Halt and Catch Fire
If anything can be said about the first season of AMC’s Halt and Catch Fire it’s that it ended strong, turning in its best work when it mattered the most — during its final two episodes. Thankfully, the creative forces behind the show, creators and head writers Christopher Cantwell and Christopher C. Roberts, along with showrunner Jonathan Lisco, are able channel that momentum and make the second season premiere something of a blank slate for the series, allowing the characters and the audience to start fresh.
As much as the show would like to think that the main thematic element of the premiere is “making contact” (thus the episode title “SETI”) the more compelling theme running throughout is the idea of being the boss. Where some characters balk at the thought of wearing the mantle, others yearn for the days where they called the shots, always leaving the audience wondering if it’s worse to be forced into leadership or forced out of it.

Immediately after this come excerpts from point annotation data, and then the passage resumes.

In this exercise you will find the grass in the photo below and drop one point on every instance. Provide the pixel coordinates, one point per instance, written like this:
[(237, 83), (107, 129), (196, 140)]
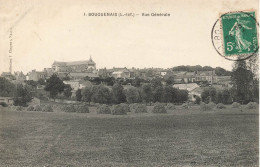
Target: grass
[(182, 137)]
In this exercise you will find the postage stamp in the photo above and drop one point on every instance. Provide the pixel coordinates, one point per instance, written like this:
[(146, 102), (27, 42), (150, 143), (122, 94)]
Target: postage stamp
[(235, 35)]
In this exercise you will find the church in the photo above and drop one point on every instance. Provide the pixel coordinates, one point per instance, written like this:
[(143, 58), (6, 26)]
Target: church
[(74, 66)]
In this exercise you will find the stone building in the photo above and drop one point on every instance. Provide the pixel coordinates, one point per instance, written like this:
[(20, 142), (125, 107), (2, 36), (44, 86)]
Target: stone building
[(74, 66)]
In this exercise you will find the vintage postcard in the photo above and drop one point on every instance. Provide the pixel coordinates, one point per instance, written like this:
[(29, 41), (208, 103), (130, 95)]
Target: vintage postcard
[(129, 83)]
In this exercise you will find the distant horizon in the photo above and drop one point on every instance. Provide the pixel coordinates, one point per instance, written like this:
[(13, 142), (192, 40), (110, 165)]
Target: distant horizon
[(128, 67)]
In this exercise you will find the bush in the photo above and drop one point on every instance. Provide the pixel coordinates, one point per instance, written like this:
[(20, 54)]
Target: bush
[(3, 104), (236, 105), (47, 108), (205, 107), (170, 106), (159, 108), (141, 108), (118, 110), (220, 106), (125, 107), (252, 105), (37, 108), (185, 105), (69, 108), (30, 108), (133, 106), (82, 108), (103, 109)]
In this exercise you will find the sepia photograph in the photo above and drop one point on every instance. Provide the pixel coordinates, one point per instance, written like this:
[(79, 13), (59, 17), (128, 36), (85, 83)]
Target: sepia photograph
[(120, 83)]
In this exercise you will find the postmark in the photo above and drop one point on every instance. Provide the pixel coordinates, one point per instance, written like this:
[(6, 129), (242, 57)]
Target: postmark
[(235, 36)]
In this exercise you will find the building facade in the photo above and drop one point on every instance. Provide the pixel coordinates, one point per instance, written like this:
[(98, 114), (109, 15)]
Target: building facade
[(75, 66)]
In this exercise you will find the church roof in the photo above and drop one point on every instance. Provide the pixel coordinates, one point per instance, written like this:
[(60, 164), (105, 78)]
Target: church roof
[(71, 63)]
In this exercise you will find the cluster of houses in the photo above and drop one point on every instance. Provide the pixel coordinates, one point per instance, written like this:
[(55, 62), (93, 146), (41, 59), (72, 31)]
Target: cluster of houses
[(76, 71)]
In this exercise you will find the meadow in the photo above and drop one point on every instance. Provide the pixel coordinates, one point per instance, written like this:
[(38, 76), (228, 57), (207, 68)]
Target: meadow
[(182, 137)]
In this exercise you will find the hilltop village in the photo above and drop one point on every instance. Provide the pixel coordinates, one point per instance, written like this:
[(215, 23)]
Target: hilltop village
[(80, 74)]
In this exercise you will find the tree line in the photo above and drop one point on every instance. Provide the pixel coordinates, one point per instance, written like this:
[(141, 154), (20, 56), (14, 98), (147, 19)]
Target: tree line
[(117, 94)]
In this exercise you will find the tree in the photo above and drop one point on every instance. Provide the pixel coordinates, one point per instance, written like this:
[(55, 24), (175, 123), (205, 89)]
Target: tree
[(54, 85), (78, 95), (158, 94), (87, 94), (118, 94), (182, 96), (132, 95), (136, 82), (6, 87), (197, 100), (101, 94), (169, 80), (67, 91), (243, 82), (209, 94), (168, 93), (31, 83), (226, 97), (147, 95), (41, 81), (22, 95)]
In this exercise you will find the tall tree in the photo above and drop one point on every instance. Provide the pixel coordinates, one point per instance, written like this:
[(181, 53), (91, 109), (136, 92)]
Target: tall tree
[(67, 91), (87, 93), (147, 94), (6, 87), (78, 95), (118, 94), (242, 81), (132, 95), (54, 85), (101, 94), (22, 95)]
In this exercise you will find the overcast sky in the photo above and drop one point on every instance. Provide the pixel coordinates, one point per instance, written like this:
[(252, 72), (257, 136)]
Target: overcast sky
[(44, 31)]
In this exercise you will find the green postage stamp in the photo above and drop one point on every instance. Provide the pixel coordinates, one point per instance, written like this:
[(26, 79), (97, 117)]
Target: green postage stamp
[(239, 33)]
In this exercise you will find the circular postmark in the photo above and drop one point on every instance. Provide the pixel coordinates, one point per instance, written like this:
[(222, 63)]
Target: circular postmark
[(235, 35)]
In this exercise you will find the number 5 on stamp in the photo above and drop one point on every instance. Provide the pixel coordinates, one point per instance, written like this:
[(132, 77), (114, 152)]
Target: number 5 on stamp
[(239, 32)]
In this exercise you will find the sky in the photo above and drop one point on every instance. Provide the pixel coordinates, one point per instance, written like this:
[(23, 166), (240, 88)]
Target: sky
[(45, 31)]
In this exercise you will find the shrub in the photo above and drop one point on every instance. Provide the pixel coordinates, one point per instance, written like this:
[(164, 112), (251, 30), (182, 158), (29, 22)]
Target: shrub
[(118, 110), (170, 106), (236, 105), (125, 107), (133, 106), (3, 104), (140, 108), (47, 108), (251, 105), (205, 107), (220, 106), (82, 108), (69, 108), (104, 109), (37, 108), (159, 108), (185, 105), (30, 108)]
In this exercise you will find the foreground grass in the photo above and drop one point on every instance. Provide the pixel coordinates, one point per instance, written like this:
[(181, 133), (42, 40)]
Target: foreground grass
[(180, 138)]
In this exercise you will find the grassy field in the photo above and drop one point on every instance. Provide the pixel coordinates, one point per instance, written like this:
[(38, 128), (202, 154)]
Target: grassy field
[(179, 138)]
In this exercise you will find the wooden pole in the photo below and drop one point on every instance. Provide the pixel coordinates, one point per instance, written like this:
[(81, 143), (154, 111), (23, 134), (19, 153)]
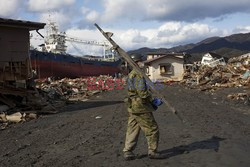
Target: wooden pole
[(122, 53)]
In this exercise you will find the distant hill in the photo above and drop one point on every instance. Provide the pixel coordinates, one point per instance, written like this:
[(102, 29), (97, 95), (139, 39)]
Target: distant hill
[(229, 46)]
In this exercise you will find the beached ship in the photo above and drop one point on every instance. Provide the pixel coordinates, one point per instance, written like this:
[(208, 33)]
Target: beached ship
[(51, 59)]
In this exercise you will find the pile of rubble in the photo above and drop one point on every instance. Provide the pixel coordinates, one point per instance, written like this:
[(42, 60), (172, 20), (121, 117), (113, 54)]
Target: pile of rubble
[(234, 74), (74, 89), (46, 96)]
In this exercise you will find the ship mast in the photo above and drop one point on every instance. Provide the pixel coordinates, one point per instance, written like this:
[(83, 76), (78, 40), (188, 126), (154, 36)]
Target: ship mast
[(55, 42)]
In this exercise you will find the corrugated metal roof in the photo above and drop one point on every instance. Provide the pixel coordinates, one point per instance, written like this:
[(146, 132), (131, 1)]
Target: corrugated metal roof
[(160, 57), (21, 24)]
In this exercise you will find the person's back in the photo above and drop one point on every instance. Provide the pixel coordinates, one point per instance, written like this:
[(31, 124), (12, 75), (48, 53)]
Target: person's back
[(138, 93)]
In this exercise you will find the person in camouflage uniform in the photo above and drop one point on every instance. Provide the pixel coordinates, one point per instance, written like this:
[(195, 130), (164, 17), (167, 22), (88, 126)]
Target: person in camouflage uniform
[(139, 103)]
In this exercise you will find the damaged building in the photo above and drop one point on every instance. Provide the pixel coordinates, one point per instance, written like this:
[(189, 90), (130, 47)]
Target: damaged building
[(165, 66)]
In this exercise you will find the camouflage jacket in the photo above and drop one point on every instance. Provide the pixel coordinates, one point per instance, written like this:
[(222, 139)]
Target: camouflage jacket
[(140, 99)]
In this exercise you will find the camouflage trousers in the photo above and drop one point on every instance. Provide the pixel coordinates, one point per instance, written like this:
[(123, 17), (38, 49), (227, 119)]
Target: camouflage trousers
[(148, 125)]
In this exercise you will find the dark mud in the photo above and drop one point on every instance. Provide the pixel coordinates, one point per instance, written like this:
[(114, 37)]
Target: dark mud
[(216, 132)]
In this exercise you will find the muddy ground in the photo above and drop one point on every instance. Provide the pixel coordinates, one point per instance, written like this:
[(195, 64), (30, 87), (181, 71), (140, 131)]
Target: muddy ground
[(216, 132)]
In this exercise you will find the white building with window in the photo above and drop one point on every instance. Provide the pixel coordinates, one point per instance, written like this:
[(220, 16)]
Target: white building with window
[(212, 59), (164, 67)]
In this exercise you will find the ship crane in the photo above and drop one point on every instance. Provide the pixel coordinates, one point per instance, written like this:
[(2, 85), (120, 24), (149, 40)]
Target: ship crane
[(55, 42), (107, 48)]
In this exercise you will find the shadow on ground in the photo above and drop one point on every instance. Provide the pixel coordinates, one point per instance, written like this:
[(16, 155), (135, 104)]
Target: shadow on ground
[(88, 104), (210, 144)]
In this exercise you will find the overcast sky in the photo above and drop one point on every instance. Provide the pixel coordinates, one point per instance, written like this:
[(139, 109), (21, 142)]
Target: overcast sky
[(137, 23)]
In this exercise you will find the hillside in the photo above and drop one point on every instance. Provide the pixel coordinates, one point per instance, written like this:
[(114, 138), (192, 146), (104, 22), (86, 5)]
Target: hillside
[(229, 46)]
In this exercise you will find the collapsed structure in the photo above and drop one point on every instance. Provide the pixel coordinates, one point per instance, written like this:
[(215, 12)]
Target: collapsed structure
[(234, 74)]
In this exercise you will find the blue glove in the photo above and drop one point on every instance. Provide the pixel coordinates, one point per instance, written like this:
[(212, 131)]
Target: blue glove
[(157, 102)]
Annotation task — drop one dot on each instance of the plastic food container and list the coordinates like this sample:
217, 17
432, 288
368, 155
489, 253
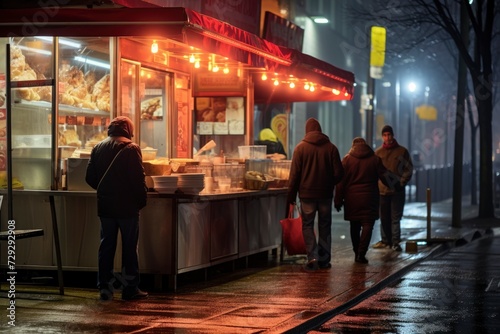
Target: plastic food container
149, 153
252, 151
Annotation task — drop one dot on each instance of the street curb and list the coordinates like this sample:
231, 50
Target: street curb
443, 246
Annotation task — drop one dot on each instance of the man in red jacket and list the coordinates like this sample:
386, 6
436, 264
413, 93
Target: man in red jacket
397, 160
115, 170
316, 169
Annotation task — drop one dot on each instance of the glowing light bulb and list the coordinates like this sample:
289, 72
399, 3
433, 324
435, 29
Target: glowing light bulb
154, 47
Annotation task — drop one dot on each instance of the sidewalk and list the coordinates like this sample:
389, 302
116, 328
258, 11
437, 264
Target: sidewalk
268, 299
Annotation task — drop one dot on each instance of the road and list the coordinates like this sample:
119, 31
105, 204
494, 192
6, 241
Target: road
455, 292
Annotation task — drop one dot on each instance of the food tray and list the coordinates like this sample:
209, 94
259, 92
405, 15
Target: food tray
252, 184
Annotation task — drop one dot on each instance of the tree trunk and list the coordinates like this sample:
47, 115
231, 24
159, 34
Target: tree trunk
473, 148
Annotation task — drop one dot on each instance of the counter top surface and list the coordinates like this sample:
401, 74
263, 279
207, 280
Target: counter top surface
177, 195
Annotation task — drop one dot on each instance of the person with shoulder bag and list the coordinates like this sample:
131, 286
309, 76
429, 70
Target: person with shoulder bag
115, 170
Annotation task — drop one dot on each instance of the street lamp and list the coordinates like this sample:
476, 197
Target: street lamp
412, 87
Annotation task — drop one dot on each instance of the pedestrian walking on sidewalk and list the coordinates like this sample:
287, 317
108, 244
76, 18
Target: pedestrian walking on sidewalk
115, 170
397, 160
316, 169
359, 195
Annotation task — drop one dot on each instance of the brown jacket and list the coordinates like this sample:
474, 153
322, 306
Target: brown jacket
316, 166
398, 161
358, 191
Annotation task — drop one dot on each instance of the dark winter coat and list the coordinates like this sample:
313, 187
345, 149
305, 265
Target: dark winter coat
122, 192
316, 166
397, 160
358, 191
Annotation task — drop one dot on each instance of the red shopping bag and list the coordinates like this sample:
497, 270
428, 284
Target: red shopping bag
292, 233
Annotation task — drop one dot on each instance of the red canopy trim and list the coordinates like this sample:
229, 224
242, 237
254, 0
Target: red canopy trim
193, 29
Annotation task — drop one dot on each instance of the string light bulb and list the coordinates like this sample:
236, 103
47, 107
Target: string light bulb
154, 47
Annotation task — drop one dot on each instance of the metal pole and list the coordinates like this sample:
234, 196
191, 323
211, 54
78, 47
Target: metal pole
370, 110
428, 214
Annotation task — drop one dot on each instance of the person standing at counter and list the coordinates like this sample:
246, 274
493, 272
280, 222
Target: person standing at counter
316, 169
115, 170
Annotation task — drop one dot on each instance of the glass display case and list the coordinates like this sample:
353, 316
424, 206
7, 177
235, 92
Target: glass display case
81, 78
146, 98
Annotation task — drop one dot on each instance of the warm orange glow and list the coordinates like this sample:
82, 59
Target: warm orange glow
154, 47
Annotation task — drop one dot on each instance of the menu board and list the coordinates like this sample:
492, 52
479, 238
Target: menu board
220, 115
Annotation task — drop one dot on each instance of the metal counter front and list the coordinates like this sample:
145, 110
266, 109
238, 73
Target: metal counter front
178, 233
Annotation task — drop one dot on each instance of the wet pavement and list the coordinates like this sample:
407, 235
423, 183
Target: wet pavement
260, 296
455, 292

Over at Mutiny, the start-up company headed up by Cameron and Donna, things are going well enough to be going terribly. Operating out of Cameron’s not-zoned-for-commercial-use house, the amount of electricity and equipment required to keep their burgeoning online-gaming enterprise up and running is more than can be managed, leading to lag, lashing out, and a neighborhood power outage. It’s Donna who’s handling most of the managerial burden at this point, but only because there’s no one else to do it. Though she complains to Cameron about being tired of cleaning up after everyone else’s messes (both literal and metaphorical), Cameron rightly, if unfairly, points out that no one asked her to do so. But Donna has a point — if she isn’t the one handling these things, who will? Certainly not Cameron, who balks at the very idea of getting on the phone with the power company. The company must upgrade its infrastructure and its user base if it wants to avoid faltering like so many similarly sized start-ups, and it must do so quickly. But if no one is holding the reins, then how will Mutiny ever stay on the path to success?
It’s a refreshing change of pace to watch a story unfold featuring two women in positions of power in a historically hostile industry, arguing over who should have to be the boss. Neither wants control just for control’s sake, but more than that, neither of them wants to give up getting their hands dirty down in the trenches. For Cameron, that means coding and concept generation. For Donna, that means system building and, most interestingly, investigating a hunch she has about the viability of some sort of community that allows players to interact with each other outside the games.
The Donna-and-Cameron relationship as a whole is one of the single strongest elements of the series. In an interview with The Hollywood Reporter, Lisco talks about how despite each of the characters being feminist trailblazers, there’s still an element of friction between the two, as the age gap means that they’re too close, yet too far apart in age for Cameron to see the efforts that Donna’s generation made in the feminist movement as a whole. It’s a fascinating dynamic made even more incisive by how resonant it is to the struggle of modern activism to unite its adherents under a single banner.
Meanwhile, the men of Halt and Catch Fire are struggling in significantly different ways than their female counterparts. When last we saw protagonist Joe MacMillan, he was setting the first truckload of Giant computers ablaze as some kind of penance for his absent soul before running away to the nearest planetarium and hooking up, apparently, with his college sweetheart Sara. In “SETI,” Joe and Sara have set up house in Austin, where she announces to friends that upon receiving Joe’s money for the sale of Cardiff, they’ll be relocating to Silicon Valley where Joe will endeavor to set up his own company.
Cardiff’s sale means, of course, that both Joe and Gordon are about to become very rich men, an opportunity that Gordon means to take and use as an excuse to get back to his garage and start creating again. Either that, or he’s just going to sit around the house, parent his girls, and do a bunch of cocaine. I guess we’ll just have to wait and see! Which is to say that Gordon seems rattled at the idea of not being a part of something big anymore, even as he’s despondent at the fact that neither Giant, nor the computer they produced the next year, were particularly innovative. He’s suffering from a hazy sort of malaise made all the worse because he can’t pin it down.
This malaise likely isn’t helped by the return of Joe into Gordon’s life, who appears in Dallas to get his cut of the sale money and feebly asks Gordon, “Did you get my letter?” as though such a missive could possibly have excused Joe’s abandonment of their friendship and the company they were to run together. Joe seems like a changed man — more humble, more serene — but that doesn’t stop him from grousing about how it’s a mistake to sell Cardiff, as it’s worth at least 20 percent more than they’re taking for it. As it turns out, however, it doesn’t really matter how much the company is sold for because Joe isn’t getting anything after all. Thanks to his disappearing act, the Nathan Cardiff denies him his check and sends him packing, leaving Joe no choice but to go home and propose to his girlfriend, who one assumes is paying all the bills.
Joe and Gordon both seem a bit at loose ends without the rigors of regular deadlines and responsibility to anchor them in this plane of existence. Cameron and Donna seem unduly burdened by the idea of management and the thought that their creative process is stymied by the responsibility of the bigger picture. All are primed and looking to the future, and it’s just a matter of time before they all make contact.